Tata's steel products imported into the US typically include hot- and cold-rolled steel, galvanized products, long products, wire rod, rebar, finished goods, and niche products such as pipe and specialty bar, Drew said. “For the moment, we are not seeing much interest in any kind of buying. Some schools of thought say that when this is all over there could be pent up demand and we could see pricing [come] more into line,” he said.
However, that pent-up demand may be a long while surfacing. There are three underlying explanations for the ills currently troubling the global steel industry, said John Anton, associate director for pricing and purchasing with IHS Markit, parent company of JOC.com. “The first two reasons, of roughly equal weight, are the demand crash and the worker shortage,” he said. The third is a massive global oversupply of steel.

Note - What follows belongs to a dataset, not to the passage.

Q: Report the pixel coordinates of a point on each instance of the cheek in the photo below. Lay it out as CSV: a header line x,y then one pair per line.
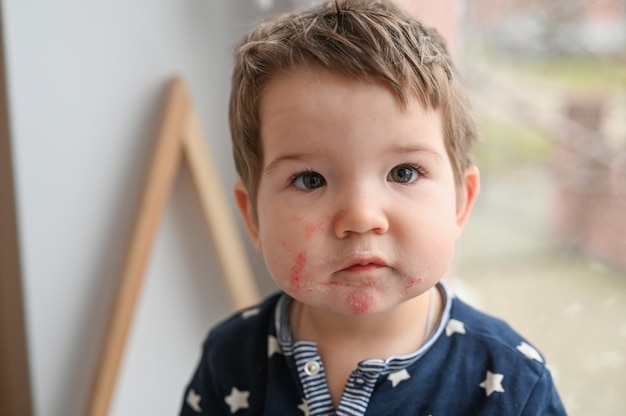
x,y
297,276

Due to the COVID-19 shutdown, auto manufacturing and other types of steel-based manufacturing and construction have halted around the globe, erasing steel mills' primary customers. “You have no one to sell to,” Anton said. Stay-at-home orders are having an equally powerful effect, freezing both labor and potential customers in place. “We are seeing steel production cuts rather than price cuts. Both will fall, but production is falling more, and that's everywhere on the planet,” he said.
For similar reasons, steel scrap prices are crashing, Anton said. Steel scrap is feedstock for mills with electric arc furnaces, which have also cut production, although not as steeply as traditional blast furnaces, he said. During the last week of March, Anton said, scrap prices fell from $250/gross ton to $150/gross ton. Even price discovery for ferrous products has become difficult, he said, because there are so few transactions taking place.
Even after the global economy begins unlocking, an overhang of excess steel will haunt the sector, said Anton. “Steel prices will not go up as we recover,” he said, because current steel inventories are overstuffed.
Chinese steel mills have 60 percent more steel on hand now than at any point from 2015 through 2019, because it failed to slow production until well after demand started crashing in February, Anton said. The same thing happened in other markets, but to a lesser extent, he said, and “when the economy starts improving, [they will] have to work off [excess] inventory.”
China produced 993 million metric tons of crude steel last year, or 54 percent of global production for the year, according to the World Steel Association. The entire rest of the world produced the remaining 46 percent, or 845 million metric tons. In January and February, as demand cratered due to the pandemic, China produced another 154 million metric tons of crude steel, while the rest of the world made 139 million mt, the association reported.
The pandemic could also affect the automotive industry, and steelmaking, in subtler ways, Anton said. Working from home may become more prevalent, and that would mean fewer car sales — and auto-making is the steel industry's second-largest demand sector. Steel will continue to be used in construction, machinery, and other types of manufacturing, but “we could see a long-term dip to automotive,” he said.